One thing I really disagree with you on is that everything is too emotional right now and we can't do cold and concise analysis. This is not an event in a vacuum. It happens all the time. Of course the King quote is great...he was a world-class orator. But the very fact that he said it over 50 years ago means that it's not just the emotion of now...it's something we have been dealing with for decades and centuries. There actually is a lot of study out there, a lot of fine points to be discussed. We're scratching the surface here, but we can get down to the more granular. I'm ready. There are plenty of people that are diving deep into the question and problem of race in this country, and the conversations have been very interesting, especially of late. They are subtle, well-considered, and there is a lot in there for everyone.

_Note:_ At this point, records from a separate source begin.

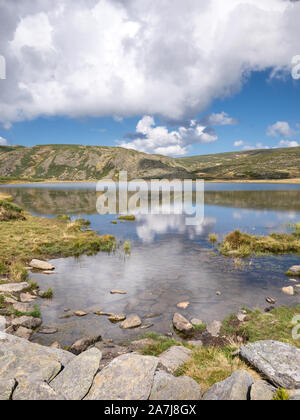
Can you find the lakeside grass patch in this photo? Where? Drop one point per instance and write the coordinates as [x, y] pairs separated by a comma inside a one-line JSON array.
[[240, 244], [33, 237]]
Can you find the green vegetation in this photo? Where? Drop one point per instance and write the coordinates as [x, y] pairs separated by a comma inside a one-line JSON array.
[[281, 395], [31, 237], [239, 244]]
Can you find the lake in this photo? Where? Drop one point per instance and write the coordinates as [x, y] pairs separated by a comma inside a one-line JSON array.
[[169, 262]]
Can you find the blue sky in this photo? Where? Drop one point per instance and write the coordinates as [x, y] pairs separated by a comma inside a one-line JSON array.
[[158, 77], [260, 104]]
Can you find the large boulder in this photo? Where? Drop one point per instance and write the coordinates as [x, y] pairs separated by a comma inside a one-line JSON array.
[[75, 381], [167, 388], [13, 287], [21, 360], [41, 265], [174, 357], [235, 388], [182, 324], [128, 377], [35, 391], [262, 391], [84, 343], [278, 362]]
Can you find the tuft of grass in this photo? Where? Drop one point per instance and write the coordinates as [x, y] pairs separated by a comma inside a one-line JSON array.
[[129, 218], [281, 395]]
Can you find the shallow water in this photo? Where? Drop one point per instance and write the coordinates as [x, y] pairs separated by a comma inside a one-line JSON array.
[[169, 262]]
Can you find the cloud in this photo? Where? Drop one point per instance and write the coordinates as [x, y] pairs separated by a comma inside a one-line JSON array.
[[172, 59], [3, 142], [150, 138], [219, 119], [281, 128], [288, 143]]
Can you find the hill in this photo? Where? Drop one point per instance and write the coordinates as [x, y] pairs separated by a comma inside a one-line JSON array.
[[91, 163]]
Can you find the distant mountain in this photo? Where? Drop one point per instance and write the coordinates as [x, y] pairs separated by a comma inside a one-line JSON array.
[[88, 163]]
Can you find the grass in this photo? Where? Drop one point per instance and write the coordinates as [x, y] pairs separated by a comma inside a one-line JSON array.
[[240, 244], [31, 237], [276, 325]]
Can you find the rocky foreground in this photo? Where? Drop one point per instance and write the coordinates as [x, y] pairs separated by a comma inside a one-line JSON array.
[[32, 372]]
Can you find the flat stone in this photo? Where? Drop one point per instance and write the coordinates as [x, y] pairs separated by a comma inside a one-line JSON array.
[[182, 324], [118, 292], [23, 333], [6, 388], [27, 322], [167, 388], [26, 308], [117, 318], [128, 377], [235, 388], [41, 265], [174, 357], [214, 328], [196, 322], [21, 359], [278, 362], [295, 270], [133, 321], [80, 313], [27, 297], [75, 381], [13, 287], [262, 391], [35, 391], [288, 290], [84, 343]]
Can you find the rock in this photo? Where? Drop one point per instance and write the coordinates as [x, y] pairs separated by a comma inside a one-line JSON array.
[[182, 324], [214, 328], [128, 377], [41, 265], [13, 287], [116, 318], [235, 388], [271, 300], [21, 360], [167, 388], [174, 357], [80, 313], [84, 343], [6, 389], [27, 322], [27, 297], [295, 270], [118, 292], [278, 362], [75, 381], [183, 305], [288, 290], [133, 321], [196, 343], [25, 308], [23, 333], [48, 330], [262, 391], [196, 322], [35, 391]]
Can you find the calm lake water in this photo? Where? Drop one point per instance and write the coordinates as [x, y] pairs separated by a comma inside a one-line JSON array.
[[169, 262]]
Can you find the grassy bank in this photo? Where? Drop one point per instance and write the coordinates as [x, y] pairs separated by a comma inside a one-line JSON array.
[[24, 237], [211, 364], [239, 244]]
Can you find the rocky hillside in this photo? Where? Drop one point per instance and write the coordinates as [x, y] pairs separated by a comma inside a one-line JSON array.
[[80, 163]]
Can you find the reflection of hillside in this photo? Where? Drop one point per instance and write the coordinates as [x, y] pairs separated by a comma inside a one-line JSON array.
[[277, 200], [51, 202]]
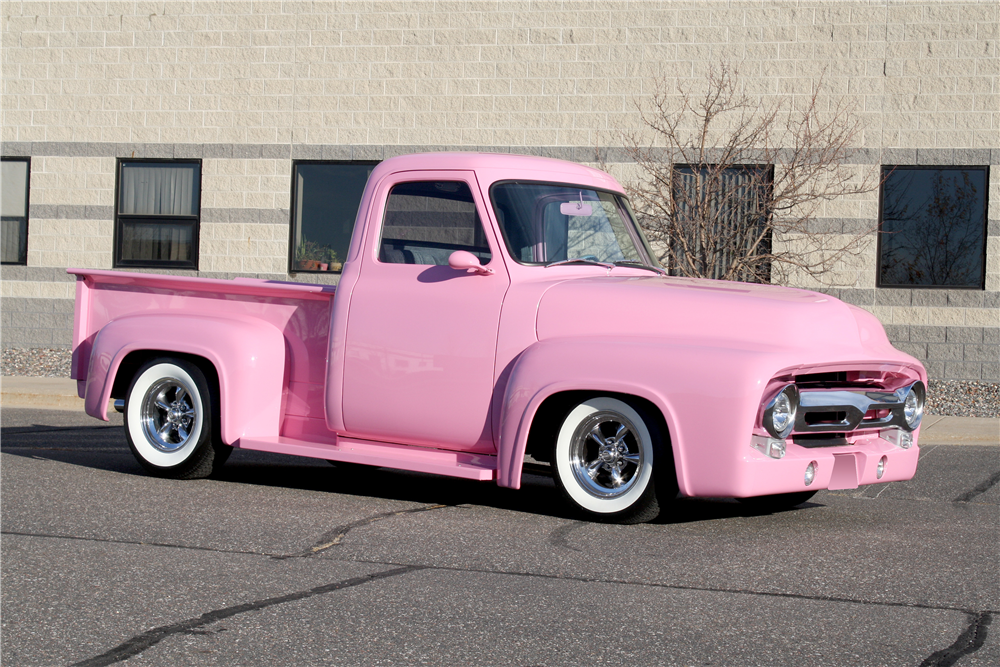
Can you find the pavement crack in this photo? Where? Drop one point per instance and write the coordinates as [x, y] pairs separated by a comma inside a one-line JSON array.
[[31, 430], [557, 537], [980, 489], [336, 536], [141, 642], [138, 543], [970, 641]]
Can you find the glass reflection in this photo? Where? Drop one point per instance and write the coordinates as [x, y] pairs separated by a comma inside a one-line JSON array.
[[933, 227]]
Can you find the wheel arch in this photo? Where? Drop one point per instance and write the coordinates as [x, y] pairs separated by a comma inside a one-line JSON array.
[[245, 359], [548, 378], [554, 407]]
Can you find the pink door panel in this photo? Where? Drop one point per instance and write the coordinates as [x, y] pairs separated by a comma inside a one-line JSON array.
[[421, 336]]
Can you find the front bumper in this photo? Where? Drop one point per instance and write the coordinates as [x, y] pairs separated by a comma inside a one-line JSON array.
[[841, 467]]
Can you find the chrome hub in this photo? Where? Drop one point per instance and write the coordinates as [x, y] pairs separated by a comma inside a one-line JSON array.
[[168, 414], [606, 457]]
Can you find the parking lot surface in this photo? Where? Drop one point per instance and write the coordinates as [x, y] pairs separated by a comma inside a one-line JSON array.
[[282, 560]]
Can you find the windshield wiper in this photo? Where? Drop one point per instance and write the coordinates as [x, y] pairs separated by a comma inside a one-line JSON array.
[[590, 259], [635, 264]]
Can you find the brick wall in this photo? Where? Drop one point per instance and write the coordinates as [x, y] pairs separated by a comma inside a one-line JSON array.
[[249, 86]]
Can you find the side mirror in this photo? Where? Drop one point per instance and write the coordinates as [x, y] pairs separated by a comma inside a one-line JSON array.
[[461, 260]]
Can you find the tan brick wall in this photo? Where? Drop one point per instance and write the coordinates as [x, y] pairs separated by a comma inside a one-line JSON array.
[[924, 74], [336, 79]]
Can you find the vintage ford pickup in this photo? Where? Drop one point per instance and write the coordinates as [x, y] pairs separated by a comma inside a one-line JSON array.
[[495, 307]]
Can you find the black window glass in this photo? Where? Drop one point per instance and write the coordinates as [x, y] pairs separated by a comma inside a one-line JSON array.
[[427, 221], [14, 174], [326, 200], [933, 227], [158, 214]]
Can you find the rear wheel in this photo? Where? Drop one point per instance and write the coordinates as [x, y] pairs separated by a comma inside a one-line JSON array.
[[604, 457], [170, 414]]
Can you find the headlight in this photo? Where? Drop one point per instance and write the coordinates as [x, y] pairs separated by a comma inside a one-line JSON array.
[[779, 415], [913, 404]]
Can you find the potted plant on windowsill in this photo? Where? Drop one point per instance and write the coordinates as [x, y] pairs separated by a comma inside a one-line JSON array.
[[311, 256]]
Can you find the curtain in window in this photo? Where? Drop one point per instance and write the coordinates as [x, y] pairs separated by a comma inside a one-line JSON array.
[[157, 190], [13, 210]]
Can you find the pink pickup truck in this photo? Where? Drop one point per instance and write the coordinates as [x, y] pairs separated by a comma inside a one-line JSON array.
[[498, 307]]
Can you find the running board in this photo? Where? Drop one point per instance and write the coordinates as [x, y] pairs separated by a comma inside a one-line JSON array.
[[401, 457]]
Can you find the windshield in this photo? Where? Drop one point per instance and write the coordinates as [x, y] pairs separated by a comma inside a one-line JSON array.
[[544, 223]]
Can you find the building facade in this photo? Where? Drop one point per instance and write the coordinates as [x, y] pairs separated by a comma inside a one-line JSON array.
[[226, 139]]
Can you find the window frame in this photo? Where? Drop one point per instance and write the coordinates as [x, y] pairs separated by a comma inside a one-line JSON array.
[[886, 171], [190, 265], [293, 211], [23, 260]]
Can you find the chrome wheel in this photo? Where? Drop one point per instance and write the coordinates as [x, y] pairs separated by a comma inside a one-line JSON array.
[[168, 414], [605, 456], [603, 459]]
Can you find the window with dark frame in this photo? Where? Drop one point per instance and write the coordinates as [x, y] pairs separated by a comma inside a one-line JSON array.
[[932, 227], [721, 214], [157, 213], [15, 176], [325, 200]]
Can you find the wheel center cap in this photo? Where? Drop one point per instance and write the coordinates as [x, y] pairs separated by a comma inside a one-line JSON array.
[[174, 415]]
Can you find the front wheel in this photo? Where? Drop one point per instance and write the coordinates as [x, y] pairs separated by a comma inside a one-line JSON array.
[[169, 420], [603, 458]]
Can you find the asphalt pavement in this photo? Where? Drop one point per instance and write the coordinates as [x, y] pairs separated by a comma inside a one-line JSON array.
[[282, 560]]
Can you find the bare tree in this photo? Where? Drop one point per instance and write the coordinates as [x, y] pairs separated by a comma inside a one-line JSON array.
[[731, 185]]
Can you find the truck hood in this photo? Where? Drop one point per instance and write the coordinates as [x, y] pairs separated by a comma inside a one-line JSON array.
[[709, 313]]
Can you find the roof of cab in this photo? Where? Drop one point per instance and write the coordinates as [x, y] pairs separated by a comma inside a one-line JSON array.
[[492, 167]]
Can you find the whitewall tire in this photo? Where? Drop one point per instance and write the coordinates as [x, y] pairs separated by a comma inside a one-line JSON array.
[[169, 420], [603, 458]]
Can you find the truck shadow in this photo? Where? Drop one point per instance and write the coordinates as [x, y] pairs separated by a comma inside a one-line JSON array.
[[104, 448]]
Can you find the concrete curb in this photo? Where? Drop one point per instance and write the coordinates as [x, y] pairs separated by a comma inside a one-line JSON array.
[[40, 394], [60, 394]]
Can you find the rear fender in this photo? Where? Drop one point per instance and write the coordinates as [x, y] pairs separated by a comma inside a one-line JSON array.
[[248, 355]]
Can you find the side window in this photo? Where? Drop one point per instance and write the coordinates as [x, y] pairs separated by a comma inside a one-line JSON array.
[[325, 201], [427, 221], [932, 227], [14, 174], [157, 214]]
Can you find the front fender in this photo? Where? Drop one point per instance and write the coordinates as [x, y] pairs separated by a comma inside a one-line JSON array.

My point is that the analysis I am seeing in the two videos uploaded and discussed here,
are too emotional. I am not dismissing them, I think they are honest reactions, that need to be heard.But, as an analysis, because of the emotional part, they are limited and/or wrong. I do not doubt that there people out there making good, well thought analysis of this problem since the 60's, 70's, 80s... But when I do see you writing the word "subtle", I cannot help but remember that it is very easy to confuse subtlety for "unverified underlying assumption".
There is one giant elephant in the room that is simply being ignored (in this thread I mean). In all the talk above, when people say that the "social contract is not being observed" (which is by the way a very clever and concise way to put things), people
are not referring to one single death, as tragic as it may be. If the social contract is failing, those things are happening in a
mass scale. If they are happening in a mass scale, you then need to look at the data. In that regard, ANY conclusion reached without looking at the data is COMPLETELY void.
Now comes the important part. If people are so sure that the data will show what they think it will, fine, roll up your sleeves and show your point. Nobody (or almost nobody) would be able to argue then. Or the effort isn't worth the price? Of course it is.
Someone could say, "but oh, data is corrupt'" (in the US I frankly doubt it, it could be, up to a point, here in Brazil). Well, anyway, if you put your hands in the data you would be able to prove, or at the very least show huge inconsistencies, in the data, and that would prove that something "sistemic" is wrong. (by the way, I really think systemic racism or institutional racism are very idiotic concepts. If racism is not coded in words, it is then present on people, period. Get it out of the people, you get it out of the system. If people are not racist, and you show them race injustice, they will act. If they are racist, they will not. It is as simple as that.)
Or, in other words: We can understand the riots as the voice of the unheard, but we cannot rationalize it and use it as a political tool. The ones that
can be heard can do better than that, are obliged to do better than that. We cannot forget that part.